风波恶和公冶乾都是佛门信徒,尤其公冶乾,早年曾在少林寺挂单三年,与寺中多位高僧有旧。若他们真带着复国方略投奔少林,将慕容家的野心公之于众,那慕容氏三百年的隐忍布局,将毁于一旦。
必须截杀在途中。
“公子。”一个声音忽然从台下传来。
风波恶。
他竟然没有走。
这位虬髯大汉从队列中走出,单膝跪地,仰头看着慕容复,眼中满是恳切:“公子,属下有一言,不知当讲不当讲。”
慕容复眯起眼睛:“说。”
“夫人有孕,已近八月,双胎负担极重,实在不宜远行。”风波恶声音洪亮,带着武将的直爽,“此去星宿海路途遥远,凶险莫测。公子若执意前往,不如……将夫人留在燕子坞,属下愿率一部弟兄留守护卫,保夫人母子平安。”
他说得诚恳,确是肺腑之言。
这些日子,他看着王语嫣日渐消瘦,看着阿朱阿碧备受折磨,心中早已不忍。四大家臣中,他看似粗豪,实则最重情义。慕容复的种种作为,他已看在眼里,痛在心里。
今日站出来,是最后一次劝谏。
也是最后一次尽忠。
慕容复沉默了。
他看着风波恶,看着这个跟随自己二十一年、为他挡过刀、流过血的老部下。曾几何时,他们也曾把酒言欢,也曾并肩作战。风波恶的忠心,他从不怀疑。
可那又如何?
“复国必舍至亲。”祠堂里那张血书,在他脑海中浮现。
至亲尚可舍,何况家臣?
他缓缓走下点将台,走到风波恶面前。
“风四哥,”他轻声说,声音竟有几分温和,“你跟了我多少年了?”
风波恶一愣:“二十一年三个月零七天。”
“记得这么清楚?”
“公子收留我那日,是腊月初八,大雪。”风波恶眼中泛起回忆,“我爹娘饿死在逃荒路上,我躺在雪地里等死,是公子路过,给了我一碗热粥,带我回燕子坞。这份恩情,属下永生不忘。”
慕容复点点头:“所以你认为,我应该听你的劝?”
“属下不敢。”风波恶低头,“只是夫人她……”
“只是她怀了我的孩子,所以比复国大业更重要?”慕容复打断他,声音陡然转冷,“风四哥,你太让我失望了。
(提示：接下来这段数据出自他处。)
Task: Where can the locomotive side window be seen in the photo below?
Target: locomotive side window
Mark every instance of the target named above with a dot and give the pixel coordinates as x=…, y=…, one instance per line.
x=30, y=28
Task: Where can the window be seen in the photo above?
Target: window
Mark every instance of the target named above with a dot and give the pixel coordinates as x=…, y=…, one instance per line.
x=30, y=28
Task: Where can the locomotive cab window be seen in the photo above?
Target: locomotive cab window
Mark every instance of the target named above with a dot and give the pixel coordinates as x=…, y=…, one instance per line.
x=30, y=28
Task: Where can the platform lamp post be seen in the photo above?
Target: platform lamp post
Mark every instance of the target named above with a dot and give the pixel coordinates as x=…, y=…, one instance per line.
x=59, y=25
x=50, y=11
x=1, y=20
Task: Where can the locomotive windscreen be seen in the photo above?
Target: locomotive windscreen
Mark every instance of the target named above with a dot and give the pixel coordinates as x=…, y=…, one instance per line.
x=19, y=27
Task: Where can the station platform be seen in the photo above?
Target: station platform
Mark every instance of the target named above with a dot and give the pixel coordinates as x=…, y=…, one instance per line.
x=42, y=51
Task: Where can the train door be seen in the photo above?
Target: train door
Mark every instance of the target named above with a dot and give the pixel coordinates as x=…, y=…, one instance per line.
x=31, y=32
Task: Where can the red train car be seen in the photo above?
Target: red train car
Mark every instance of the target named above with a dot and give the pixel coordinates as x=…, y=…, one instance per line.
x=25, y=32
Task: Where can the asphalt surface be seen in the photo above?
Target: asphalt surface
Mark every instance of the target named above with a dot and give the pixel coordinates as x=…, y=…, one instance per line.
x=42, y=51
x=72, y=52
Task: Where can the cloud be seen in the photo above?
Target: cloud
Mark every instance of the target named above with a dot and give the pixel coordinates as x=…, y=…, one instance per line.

”
风波恶抬头,愕然。
下一秒——
“砰!”
慕容复一掌拍在他胸口!
这一掌毫无征兆,快如闪电!掌力蕴含“斗转星移”第七层的阴柔劲道,表面不伤皮肉,内力却直透五脏六腑!
“噗——!”
风波恶狂喷一口鲜血,整个人倒飞出去,重重撞在演武场的石柱上!石柱“咔嚓”裂开数道缝隙,他滑落在地,又呕出几口血,其中夹杂着内脏碎块。